Access StatusOpen Access
Transcutaneous vagus nerve stimulation (tVNS), a non-invasive method of brain stimulation through the auricular branch of the vagus nerve, has shown promising results in treating major depressive disorder (MDD) in several pilot studies. However, the neural mechanism by which the effect on depression might be achieved has not been fully investigated, with only a few neuroimaging studies demonstrating tVNS-induced changes in the brains of healthy volunteers. Identifying specific neural pathways, which are influenced by tVNS compared with sham in depressed individuals, as well as determining neurobiomarkers of tVNS treatment success are needed to advance the application of tVNS for MDD. In order to address these questions, we measured fMRI brain activity of thirty-eight depressed patients assigned to undergo tVNS (n = 17) or sham (n = 21) treatment for 4 weeks, during the first stimulation session. The results showed significant fMRI signal increases in the left anterior insula, revealed by a direct comparison of tVNS and sham stimulation.

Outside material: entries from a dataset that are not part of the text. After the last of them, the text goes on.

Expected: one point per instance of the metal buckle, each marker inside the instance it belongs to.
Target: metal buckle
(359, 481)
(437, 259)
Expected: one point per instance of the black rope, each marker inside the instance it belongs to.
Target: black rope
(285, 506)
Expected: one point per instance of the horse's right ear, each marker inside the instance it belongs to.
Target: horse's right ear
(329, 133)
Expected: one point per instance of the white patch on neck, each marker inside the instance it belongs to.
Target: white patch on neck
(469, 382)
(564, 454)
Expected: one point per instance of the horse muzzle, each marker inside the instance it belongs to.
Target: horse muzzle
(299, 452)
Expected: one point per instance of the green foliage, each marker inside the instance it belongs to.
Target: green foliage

Importantly, the insula activation level during the first stimulation session in the tVNS group was significantly associated with the clinical improvement at the end of the four-week treatment, as indicated by the Hamilton Depression Rating Scale (HAM-D) score. Our findings suggest that anterior insula fMRI activity could serve as a potential cortical biomarker and an early predictor of tVNS longitudinal treatment success.